Threat 3: Denial of Service Attack Threat Level: Medium Occurrence: Medium

Now from the webmaster's point of view:

As a webmaster, of course I want to protect myself Websites work, but intruders from time to time always threaten themselves.

1. The threat of paying user passwords.
Before the paying user enjoys the service, the administrator will assign him a password, which is the most wanted by the intruder, so the strength of the password is the first consideration. In order to facilitate the user, some have also opened the function of changing the password. Although this is beneficial to the user, it also gives the intruder a chance. If the paying user's confidentiality is poor, set a simple password that is easily obtained by the intruder. Intruders will enjoy the services that only paying users have.

Threat 4: User Password Management Threat Level: Medium Occurrence: Medium

2. Threat of user authentication.
I didn't think of this when I was writing an article. It was a reminder when I was chatting with a friend. If the administrator uses Windows integrated authentication to verify the identity of the charging user, then there will be constantly added users in the system, and these newly generated new accounts create a lot of threats. Because the user is the system user, once the intruder has a user's password, he will find ways to increase the permissions until he gains administrator privileges.
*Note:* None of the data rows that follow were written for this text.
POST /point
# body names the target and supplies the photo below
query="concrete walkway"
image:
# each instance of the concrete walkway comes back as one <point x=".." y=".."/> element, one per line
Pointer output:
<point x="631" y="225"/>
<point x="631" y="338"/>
Threat 5: User Authentication Threat Level: High probability of occurrence: Medium

3. Administrator's security awareness
In fact, all the previous threats are inferior to administrator security awareness. The threat is big. An excellent administrator can prevent unknown attacks from happening, detect vulnerabilities in time, and make reasonable judgments about any abnormalities in the server. An administrator with a weak security awareness will not pay attention to the possible intrusions, and even after being successfully invaded, he is still indifferent.

Threat 6: Administrator Security Awareness Threat: Extremely high probability: Low

IV, Ending

Because the services provided by the paid website are costly, and Very attractive, so there are so many people who want to play these websites. I hope this article can help a friend, protect his website, and provide better services to real paying members.